Integers are important in math because they make understanding and manipulating numbers easier, especially when solving equations. For students, practicing how to find integer solutions helps in understanding the behavior of equations and hone their problem-solving skills, making future, more complicated equations less intimidating.

When you work through an equation step-by-step to find integer solutions, such as in the provided example with variable \(b\), the process often involves combining simple calculations and logical reasoning to reach a clear and definitive answer.

The distributive property is a fundamental algebraic concept that helps simplify expressions and eliminate parentheses. In simpler terms, it allows you to multiply a number by a group of numbers added together. The property is expressed as:

• \(a(b + c) = ab + ac\)

In the given equation \((b-1)-(3b-4) = b\), we use the distributive property to remove the parentheses.

However, since there's a negative sign in front of the second set of parentheses, distribute it through the expression, changing the signs accordingly. That means:

• \(-1 \cdot (3b - 4)\) becomes \(-3b + 4\)

Understanding how to correctly apply the distributive property is crucial. This approach to tackling problems helps simplify complex expressions and sets the stage for easily combining like terms in later steps.

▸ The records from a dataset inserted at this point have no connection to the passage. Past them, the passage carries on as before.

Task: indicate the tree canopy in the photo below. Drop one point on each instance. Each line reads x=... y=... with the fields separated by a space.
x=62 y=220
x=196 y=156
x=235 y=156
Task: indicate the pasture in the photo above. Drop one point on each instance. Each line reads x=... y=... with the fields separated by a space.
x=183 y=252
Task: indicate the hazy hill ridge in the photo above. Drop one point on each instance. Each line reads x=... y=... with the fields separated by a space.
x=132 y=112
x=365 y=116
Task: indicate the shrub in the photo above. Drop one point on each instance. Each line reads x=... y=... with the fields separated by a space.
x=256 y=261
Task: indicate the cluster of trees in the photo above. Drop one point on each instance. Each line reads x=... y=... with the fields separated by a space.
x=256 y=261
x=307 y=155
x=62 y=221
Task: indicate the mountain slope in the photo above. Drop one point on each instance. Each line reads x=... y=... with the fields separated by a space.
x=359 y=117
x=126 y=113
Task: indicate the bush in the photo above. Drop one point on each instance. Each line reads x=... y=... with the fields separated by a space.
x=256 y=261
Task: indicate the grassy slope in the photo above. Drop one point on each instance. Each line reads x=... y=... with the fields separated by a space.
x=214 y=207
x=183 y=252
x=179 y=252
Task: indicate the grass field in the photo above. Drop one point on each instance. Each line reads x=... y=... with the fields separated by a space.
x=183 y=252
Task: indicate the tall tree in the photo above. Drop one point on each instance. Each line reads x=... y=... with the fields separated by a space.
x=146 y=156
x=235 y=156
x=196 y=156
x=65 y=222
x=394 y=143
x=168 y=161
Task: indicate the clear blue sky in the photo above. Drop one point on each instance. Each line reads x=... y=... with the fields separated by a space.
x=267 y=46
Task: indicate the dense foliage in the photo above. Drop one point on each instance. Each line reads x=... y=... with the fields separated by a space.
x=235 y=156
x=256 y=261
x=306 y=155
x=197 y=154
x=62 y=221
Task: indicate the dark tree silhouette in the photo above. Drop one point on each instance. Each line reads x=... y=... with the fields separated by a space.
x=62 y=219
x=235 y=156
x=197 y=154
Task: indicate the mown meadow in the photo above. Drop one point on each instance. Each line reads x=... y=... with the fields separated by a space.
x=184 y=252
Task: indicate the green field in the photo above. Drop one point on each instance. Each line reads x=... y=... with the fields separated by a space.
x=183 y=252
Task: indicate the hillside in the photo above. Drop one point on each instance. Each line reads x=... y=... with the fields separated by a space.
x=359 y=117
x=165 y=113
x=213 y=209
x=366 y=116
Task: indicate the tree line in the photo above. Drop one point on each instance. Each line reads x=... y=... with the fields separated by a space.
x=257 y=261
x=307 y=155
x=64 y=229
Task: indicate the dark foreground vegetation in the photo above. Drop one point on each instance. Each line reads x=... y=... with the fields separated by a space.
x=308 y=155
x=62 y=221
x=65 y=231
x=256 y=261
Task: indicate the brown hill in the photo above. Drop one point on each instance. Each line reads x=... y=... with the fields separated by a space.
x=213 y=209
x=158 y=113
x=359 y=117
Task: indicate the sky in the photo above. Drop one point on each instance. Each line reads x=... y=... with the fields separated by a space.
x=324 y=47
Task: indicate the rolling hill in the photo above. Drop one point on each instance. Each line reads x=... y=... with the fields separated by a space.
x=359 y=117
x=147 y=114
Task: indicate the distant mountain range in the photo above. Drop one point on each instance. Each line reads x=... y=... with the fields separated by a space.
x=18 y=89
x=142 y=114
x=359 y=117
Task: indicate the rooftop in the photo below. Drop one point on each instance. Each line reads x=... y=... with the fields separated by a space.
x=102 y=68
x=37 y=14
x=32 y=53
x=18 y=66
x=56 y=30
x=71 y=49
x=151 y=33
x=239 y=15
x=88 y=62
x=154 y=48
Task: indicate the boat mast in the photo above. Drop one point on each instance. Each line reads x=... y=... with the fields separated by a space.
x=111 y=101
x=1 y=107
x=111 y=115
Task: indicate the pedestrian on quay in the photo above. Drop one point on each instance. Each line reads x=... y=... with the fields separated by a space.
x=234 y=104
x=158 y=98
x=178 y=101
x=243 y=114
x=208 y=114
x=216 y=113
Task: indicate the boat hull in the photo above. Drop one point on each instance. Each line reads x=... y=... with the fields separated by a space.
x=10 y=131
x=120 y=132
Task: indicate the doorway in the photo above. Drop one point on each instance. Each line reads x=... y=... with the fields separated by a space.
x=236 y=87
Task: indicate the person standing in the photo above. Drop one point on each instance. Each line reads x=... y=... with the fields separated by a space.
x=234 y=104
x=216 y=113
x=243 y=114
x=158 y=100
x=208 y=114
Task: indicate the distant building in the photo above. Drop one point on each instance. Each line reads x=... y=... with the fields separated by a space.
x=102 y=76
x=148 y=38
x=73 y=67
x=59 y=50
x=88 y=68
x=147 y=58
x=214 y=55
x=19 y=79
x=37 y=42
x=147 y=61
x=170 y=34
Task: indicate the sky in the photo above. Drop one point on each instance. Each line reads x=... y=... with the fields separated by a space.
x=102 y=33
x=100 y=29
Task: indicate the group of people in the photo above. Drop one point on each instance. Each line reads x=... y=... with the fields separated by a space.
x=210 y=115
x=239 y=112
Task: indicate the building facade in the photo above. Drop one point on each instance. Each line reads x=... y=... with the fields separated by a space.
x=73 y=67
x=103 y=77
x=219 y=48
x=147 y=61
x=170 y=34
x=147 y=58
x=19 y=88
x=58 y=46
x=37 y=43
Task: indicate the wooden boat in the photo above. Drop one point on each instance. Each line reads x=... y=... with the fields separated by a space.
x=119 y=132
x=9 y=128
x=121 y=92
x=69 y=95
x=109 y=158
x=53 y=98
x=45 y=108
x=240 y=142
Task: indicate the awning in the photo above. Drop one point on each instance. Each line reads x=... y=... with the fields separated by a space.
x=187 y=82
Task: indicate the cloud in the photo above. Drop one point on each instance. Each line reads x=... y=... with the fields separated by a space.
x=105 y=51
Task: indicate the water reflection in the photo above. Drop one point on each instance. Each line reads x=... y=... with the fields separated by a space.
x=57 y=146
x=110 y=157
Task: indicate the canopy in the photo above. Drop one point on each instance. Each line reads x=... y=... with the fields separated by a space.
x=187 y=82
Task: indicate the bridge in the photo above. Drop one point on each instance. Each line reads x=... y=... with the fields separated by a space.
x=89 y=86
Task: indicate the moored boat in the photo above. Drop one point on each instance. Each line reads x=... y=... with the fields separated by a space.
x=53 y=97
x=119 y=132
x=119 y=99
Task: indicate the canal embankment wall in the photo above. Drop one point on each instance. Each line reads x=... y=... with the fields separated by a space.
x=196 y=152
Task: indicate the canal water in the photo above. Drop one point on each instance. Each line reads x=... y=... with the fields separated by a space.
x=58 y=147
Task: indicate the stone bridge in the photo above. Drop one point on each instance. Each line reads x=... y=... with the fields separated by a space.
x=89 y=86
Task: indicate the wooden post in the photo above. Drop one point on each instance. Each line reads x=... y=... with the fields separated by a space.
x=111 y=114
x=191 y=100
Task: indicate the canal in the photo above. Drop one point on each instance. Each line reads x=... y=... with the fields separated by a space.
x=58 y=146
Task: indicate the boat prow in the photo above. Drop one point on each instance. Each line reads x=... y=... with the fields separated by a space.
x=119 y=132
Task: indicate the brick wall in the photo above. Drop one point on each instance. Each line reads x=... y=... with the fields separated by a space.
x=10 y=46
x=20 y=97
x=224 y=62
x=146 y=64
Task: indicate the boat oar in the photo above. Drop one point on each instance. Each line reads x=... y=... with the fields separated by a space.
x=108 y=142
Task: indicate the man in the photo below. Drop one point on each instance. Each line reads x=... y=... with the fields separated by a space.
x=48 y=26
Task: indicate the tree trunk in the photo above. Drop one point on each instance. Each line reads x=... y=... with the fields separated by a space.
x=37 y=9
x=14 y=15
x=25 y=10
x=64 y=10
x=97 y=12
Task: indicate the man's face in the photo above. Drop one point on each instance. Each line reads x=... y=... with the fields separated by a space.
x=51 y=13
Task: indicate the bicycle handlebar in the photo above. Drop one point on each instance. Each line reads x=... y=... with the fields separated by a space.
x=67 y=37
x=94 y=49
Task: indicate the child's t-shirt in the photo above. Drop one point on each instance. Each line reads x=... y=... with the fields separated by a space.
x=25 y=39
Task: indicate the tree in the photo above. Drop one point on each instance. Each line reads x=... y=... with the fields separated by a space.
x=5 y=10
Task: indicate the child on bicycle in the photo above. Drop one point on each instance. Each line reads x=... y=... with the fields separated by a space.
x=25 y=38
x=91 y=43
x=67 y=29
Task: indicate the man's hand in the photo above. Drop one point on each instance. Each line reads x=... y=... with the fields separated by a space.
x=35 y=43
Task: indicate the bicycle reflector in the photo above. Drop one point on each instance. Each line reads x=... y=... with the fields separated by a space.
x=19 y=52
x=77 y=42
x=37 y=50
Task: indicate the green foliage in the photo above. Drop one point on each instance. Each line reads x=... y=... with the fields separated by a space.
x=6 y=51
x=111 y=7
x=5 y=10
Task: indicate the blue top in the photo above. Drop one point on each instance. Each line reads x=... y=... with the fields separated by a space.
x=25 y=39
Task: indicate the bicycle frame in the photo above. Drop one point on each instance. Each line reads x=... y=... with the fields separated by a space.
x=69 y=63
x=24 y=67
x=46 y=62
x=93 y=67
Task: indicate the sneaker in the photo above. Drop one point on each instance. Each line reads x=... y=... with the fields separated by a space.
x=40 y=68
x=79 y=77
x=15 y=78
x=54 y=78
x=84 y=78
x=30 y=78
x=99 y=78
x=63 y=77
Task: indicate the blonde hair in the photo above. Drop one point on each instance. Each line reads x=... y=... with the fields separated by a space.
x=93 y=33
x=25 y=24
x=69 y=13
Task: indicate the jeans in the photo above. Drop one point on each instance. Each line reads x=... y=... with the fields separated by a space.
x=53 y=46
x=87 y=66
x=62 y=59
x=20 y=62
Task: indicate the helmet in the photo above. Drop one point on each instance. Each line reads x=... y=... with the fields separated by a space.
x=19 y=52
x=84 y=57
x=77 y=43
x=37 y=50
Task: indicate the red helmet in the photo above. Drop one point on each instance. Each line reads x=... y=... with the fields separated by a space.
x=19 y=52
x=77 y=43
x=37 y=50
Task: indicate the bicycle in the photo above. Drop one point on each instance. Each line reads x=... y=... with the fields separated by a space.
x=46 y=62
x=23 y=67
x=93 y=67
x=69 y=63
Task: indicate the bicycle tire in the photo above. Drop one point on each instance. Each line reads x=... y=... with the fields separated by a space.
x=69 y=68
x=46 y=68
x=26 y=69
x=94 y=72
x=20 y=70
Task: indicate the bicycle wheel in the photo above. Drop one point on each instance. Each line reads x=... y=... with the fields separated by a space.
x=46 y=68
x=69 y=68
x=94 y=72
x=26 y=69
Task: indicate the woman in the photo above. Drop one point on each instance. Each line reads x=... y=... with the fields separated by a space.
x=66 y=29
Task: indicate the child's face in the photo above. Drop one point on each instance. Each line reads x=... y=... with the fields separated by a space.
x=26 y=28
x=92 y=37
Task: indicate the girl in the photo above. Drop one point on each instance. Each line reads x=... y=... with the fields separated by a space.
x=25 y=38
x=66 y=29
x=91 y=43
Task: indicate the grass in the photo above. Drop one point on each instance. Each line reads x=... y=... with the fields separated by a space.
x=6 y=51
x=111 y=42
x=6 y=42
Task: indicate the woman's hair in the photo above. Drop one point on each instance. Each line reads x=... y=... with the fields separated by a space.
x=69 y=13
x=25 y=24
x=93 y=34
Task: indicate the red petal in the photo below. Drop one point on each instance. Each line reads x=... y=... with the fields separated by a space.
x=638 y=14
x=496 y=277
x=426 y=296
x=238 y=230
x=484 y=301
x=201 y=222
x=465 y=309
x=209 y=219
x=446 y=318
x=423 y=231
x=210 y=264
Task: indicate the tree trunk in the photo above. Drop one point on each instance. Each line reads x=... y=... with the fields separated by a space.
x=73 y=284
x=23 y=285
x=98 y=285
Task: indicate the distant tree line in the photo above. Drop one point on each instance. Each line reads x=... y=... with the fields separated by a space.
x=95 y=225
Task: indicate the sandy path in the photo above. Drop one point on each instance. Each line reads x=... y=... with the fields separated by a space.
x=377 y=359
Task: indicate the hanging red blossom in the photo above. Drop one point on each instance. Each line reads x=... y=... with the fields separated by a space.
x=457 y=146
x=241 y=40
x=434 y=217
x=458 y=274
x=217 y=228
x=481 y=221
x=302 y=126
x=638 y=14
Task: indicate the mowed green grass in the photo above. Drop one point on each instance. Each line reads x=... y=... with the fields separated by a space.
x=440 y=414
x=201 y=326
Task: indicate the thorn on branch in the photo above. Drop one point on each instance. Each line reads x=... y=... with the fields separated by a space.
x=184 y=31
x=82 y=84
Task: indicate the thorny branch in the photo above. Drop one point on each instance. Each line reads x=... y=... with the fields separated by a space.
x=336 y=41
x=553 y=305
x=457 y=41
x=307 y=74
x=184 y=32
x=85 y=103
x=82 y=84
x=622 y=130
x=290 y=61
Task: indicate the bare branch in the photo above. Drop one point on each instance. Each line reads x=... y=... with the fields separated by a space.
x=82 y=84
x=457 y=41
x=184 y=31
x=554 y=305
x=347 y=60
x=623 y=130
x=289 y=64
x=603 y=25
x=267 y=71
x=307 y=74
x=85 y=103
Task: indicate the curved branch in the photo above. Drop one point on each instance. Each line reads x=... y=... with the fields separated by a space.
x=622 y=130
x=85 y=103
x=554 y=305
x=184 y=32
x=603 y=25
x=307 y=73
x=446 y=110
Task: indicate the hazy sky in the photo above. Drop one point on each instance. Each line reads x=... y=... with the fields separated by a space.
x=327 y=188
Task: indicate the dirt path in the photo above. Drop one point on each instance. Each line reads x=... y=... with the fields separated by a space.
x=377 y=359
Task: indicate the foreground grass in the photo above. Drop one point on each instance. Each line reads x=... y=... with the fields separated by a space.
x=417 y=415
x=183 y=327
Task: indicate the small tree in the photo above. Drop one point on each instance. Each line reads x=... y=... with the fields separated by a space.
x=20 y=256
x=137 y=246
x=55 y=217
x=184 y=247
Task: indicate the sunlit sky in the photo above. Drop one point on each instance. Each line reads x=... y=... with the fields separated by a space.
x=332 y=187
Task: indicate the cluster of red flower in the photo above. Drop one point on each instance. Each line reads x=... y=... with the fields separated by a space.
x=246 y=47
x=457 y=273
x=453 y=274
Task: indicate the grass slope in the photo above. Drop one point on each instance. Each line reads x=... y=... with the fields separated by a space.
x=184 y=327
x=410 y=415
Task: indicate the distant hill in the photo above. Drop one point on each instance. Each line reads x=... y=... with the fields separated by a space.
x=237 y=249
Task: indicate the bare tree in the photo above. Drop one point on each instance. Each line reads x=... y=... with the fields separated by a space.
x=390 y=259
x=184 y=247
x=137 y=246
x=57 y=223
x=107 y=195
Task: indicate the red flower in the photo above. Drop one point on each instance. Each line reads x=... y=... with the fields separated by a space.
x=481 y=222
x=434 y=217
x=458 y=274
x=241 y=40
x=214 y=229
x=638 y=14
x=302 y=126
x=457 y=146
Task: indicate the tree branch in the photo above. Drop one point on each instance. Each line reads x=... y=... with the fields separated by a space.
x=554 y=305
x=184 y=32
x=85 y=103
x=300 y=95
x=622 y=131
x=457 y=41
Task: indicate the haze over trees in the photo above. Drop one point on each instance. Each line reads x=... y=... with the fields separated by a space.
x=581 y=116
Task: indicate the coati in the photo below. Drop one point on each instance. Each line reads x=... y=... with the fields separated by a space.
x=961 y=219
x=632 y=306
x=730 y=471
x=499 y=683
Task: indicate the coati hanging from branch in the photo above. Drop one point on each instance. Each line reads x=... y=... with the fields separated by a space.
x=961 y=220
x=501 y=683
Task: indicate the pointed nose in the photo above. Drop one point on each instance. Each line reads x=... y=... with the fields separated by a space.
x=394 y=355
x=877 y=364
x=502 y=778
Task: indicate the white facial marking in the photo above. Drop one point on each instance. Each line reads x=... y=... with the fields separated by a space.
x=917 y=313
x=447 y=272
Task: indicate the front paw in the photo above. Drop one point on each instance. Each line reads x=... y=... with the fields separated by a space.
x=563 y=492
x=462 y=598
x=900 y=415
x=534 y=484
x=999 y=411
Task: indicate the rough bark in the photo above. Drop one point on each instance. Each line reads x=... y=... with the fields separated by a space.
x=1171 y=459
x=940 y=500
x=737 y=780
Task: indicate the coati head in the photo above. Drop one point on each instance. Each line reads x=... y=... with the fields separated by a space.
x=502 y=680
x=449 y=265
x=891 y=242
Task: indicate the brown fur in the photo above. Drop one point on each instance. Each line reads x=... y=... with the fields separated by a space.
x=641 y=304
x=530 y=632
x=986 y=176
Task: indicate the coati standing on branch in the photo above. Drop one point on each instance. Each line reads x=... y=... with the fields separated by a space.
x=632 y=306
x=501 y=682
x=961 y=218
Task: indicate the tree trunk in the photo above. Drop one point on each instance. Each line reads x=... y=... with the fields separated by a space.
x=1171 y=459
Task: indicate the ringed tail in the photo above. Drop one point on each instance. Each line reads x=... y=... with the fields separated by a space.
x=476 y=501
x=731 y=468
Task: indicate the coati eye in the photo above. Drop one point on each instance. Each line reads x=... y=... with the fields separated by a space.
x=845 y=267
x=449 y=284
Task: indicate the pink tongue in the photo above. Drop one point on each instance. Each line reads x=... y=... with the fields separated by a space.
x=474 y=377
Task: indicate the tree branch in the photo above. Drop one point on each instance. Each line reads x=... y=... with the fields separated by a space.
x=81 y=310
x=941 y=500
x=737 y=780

To solve equations efficiently, it is essential to know how to identify and combine like terms. Like terms are terms within an equation that have the same variable raised to the same power. In our original equation after applying the distributive property, we had:

• \(b - 1 - 3b + 4 = b\)

Here, \(b\) and \(-3b\) are like terms because they both have the variable \(b\). Constant terms \(-1\) and \(+4\) are also considered like because they lack a variable.

By combining these terms, we simplify the equation to:

• \(-2b + 3 = b\)

This makes it easier to solve because the equation is now less cluttered and involves fewer numbers. Knowing how to combine like terms helps to quickly clean up algebraic expressions, making the solution process smoother and less error-prone.

After finding a solution to an equation, it is important to verify it to ensure that the solution is correct. Verifying the solution means substituting the value found back into the original equation. By doing this, you can confirm that the solution satisfies the equation.

In the original exercise, after solving, we found \(b = 1\). To verify:

• Substitute \(b = 1\) into the original equation:
  • \((1 - 1) - (3(1) - 4) = 1\)

Simplifying both sides, we find:

• \(0 = 0\)

This confirms the solution is correct.

Verifying solutions is a critical step that serves as a check to prevent errors and ensure the accuracy of your solutions. This step is especially vital when working with more complex equations where it is easy to make mistakes along the way.